All Products
Search
Document Center

Simple Log Service:Integrate profiling tools with Java applications in an ACK cluster

Last Updated:Sep 03, 2024

In a microservices architecture, OpenTelemetry provides a powerful trace framework that can capture the request traces transferred among services in a distributed system. The traces are essential to understand the request flows and dependencies among the services. However, if you want to analyze the internal performance of a microservice, you cannot use only traces. For example, when the response speed of a service is slow or a request times out, the root causes of the issue may fail to be identified by using only traces. In this case, detailed profiling data is required.

How it works

image.jpeg

  1. Identify the traces that you want to analyze based on profiling configurations. When required traces are captured, the extension package triggers a Java Flight Recorder (JFR) profiling task to collect profiling data in the runtime, including method execution duration, memory usage, and CPU utilization.

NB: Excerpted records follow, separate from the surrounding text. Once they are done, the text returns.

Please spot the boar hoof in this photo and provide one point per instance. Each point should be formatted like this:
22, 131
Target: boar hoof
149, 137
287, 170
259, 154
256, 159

  2. Logtail sends the collected profiling data to Simple Log Service. In Simple Log Service, the profiling data can be associated with traces based on trace IDs. This way, you can identify performance hotspots in Java applications.

Scenarios

The following list describes the scenarios in which you can identify the root causes of issues based on profiling data. Then, you can identify the performance bottlenecks of Java applications.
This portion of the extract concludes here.